Raspberry Vinaigrette Marinated Chicken In Bell Pepper Salad

raspberry vinaigretteRaspberry Vinaigrette

1 1/3  cups fresh raspberries

2 tablespoons real Canadian maple syrup

1/3 cup water

1 tablespoon cider vinegar

2 1/2 spoons olive oil

2 teaspoons Dijon mustard

Press the raspberries through a sieve over a bowl to get rid of the pulp and the seeds, keeping the juice. In a Tupperware container combine the juice, water, vinegar, olive oil, and Dijon. Put in the fridge. Give it a really good shake before your add it to the salad of your creation. A favorite of mine is baby spinach, boiled omega eggs, sliced red onion, and either sliced chicken breast or steak – usually flank or striploin. Simply pour the vinaigrette over top when these ingredients have been put on plates, and you have an amazing dinner that is low in carbs and high protein.
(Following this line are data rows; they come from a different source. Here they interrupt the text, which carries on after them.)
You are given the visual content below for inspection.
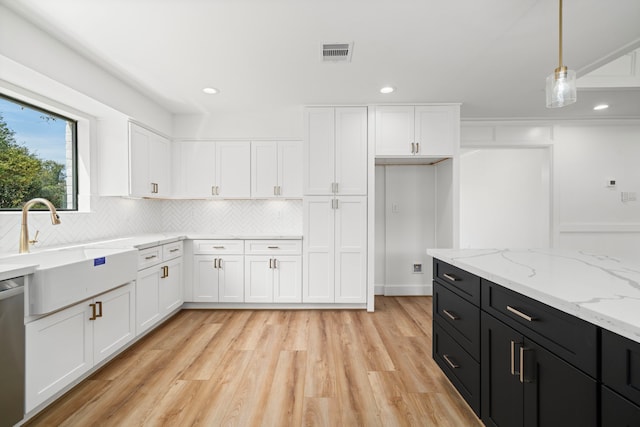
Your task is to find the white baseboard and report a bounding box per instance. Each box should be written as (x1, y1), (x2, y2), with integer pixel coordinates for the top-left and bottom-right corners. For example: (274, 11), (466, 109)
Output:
(375, 284), (433, 296)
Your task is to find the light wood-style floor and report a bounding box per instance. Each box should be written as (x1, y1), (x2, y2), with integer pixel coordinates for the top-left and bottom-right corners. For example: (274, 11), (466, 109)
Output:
(29, 297), (482, 427)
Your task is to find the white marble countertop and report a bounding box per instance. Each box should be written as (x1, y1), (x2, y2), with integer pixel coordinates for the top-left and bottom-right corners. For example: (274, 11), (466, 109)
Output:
(0, 233), (302, 280)
(427, 249), (640, 342)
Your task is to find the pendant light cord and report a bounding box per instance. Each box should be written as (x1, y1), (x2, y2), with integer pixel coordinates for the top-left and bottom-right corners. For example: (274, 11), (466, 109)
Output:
(558, 0), (562, 68)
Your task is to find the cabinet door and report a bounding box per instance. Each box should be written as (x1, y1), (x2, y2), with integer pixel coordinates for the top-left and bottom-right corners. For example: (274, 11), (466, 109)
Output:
(273, 255), (302, 302)
(375, 106), (416, 156)
(92, 283), (136, 364)
(129, 123), (153, 197)
(148, 133), (171, 197)
(480, 313), (524, 427)
(303, 107), (335, 195)
(335, 196), (367, 303)
(244, 255), (273, 302)
(335, 107), (367, 196)
(251, 141), (279, 197)
(523, 337), (599, 427)
(25, 302), (93, 412)
(415, 105), (460, 156)
(216, 141), (251, 199)
(159, 257), (184, 317)
(136, 265), (162, 335)
(278, 141), (302, 197)
(173, 141), (216, 197)
(302, 196), (335, 303)
(193, 255), (219, 302)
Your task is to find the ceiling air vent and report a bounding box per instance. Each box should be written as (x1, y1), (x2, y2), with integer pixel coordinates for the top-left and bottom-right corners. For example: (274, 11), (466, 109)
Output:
(322, 43), (353, 62)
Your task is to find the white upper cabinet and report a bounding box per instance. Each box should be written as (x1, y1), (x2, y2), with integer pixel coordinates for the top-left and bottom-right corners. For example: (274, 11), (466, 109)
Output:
(375, 105), (460, 157)
(215, 141), (251, 199)
(303, 107), (367, 195)
(129, 123), (171, 197)
(251, 141), (302, 198)
(173, 141), (251, 198)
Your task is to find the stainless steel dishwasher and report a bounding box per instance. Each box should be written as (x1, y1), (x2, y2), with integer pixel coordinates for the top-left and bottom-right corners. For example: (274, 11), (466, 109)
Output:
(0, 277), (25, 427)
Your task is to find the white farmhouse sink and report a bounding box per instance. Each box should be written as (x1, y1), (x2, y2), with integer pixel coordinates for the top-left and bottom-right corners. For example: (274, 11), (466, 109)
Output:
(0, 246), (138, 315)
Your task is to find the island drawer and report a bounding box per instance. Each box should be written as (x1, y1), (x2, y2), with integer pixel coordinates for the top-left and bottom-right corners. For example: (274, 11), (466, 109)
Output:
(602, 329), (640, 405)
(433, 258), (480, 306)
(482, 279), (598, 378)
(433, 282), (480, 360)
(433, 322), (480, 415)
(193, 240), (244, 255)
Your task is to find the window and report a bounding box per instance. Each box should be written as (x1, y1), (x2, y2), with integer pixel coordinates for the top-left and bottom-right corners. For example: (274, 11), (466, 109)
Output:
(0, 94), (78, 210)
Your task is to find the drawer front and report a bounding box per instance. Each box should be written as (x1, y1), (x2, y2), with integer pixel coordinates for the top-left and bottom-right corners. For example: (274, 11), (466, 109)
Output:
(162, 241), (182, 261)
(244, 240), (302, 255)
(602, 386), (640, 427)
(433, 258), (480, 306)
(138, 246), (162, 270)
(602, 329), (640, 406)
(433, 282), (480, 360)
(193, 240), (244, 255)
(433, 322), (480, 415)
(482, 279), (598, 377)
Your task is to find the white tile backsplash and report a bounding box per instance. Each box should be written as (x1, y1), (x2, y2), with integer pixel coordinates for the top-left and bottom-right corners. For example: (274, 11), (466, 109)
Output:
(0, 197), (302, 253)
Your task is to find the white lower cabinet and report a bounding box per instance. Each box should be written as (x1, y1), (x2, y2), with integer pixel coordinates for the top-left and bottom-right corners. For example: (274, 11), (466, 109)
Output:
(25, 283), (135, 413)
(136, 241), (184, 335)
(193, 254), (244, 302)
(302, 196), (367, 304)
(244, 255), (302, 303)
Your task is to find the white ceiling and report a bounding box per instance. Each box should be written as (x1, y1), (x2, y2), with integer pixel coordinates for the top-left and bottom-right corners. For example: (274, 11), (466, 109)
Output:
(0, 0), (640, 119)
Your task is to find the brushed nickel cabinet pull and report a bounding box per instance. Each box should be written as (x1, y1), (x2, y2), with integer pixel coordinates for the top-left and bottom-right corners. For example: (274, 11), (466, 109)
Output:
(507, 305), (536, 322)
(443, 273), (460, 282)
(520, 347), (524, 383)
(442, 354), (460, 369)
(442, 309), (460, 320)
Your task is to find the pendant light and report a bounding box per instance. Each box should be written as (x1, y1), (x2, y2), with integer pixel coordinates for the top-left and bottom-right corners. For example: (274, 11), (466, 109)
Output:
(546, 0), (576, 108)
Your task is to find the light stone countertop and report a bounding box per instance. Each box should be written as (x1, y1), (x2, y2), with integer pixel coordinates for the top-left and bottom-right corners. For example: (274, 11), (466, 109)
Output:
(427, 249), (640, 342)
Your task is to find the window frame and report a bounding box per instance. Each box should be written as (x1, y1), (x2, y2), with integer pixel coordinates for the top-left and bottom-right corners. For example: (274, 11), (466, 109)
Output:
(0, 92), (80, 212)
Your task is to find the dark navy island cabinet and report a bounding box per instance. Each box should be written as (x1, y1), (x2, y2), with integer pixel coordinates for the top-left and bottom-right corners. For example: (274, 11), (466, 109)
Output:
(433, 259), (640, 427)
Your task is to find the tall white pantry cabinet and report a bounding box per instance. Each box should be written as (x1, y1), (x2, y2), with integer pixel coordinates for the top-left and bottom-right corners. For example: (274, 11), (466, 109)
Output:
(302, 107), (368, 306)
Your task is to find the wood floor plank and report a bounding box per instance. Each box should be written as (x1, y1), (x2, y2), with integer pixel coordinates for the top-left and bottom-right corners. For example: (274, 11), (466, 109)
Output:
(26, 297), (482, 427)
(304, 311), (336, 397)
(261, 351), (307, 427)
rainbow-peppers3-largeRaspberry Vinaigrette Marinated Chicken In Bell Pepper Salad

Make the above vinaigrette, but double the ingredients to make twice as much. Also as for ingredients:

2 tablespoons olive oil

4 tablespoons coconut oil

4 chicken breasts or 8 boneless thighs – sliced

1 each of red, yellow and green bell peppers, seeded and cut into chunks

2 green onions – chopped

cayenne or black pepper to taste

Put the vinaigrette into a bowl and add the sliced chicken. Let this sit in the fridge for the day. In the evening mix the bell peppers, green onion, cayenne or pepper, and the olive oil together in a bowl. Heat a large skillet, melt the coconut oil at a medium temperature and cook the chicken until it’s white all the way through. Divide the pepper mixture in half on two plates, or however you skew your servings depending on which person eats more. Cover this with the chicken. Drizzle the hot raspberry vinaigrette and coconut oil from the skillet on top. Add a few fresh raspberries on top and get eating! More low carb, high protein fat loss food.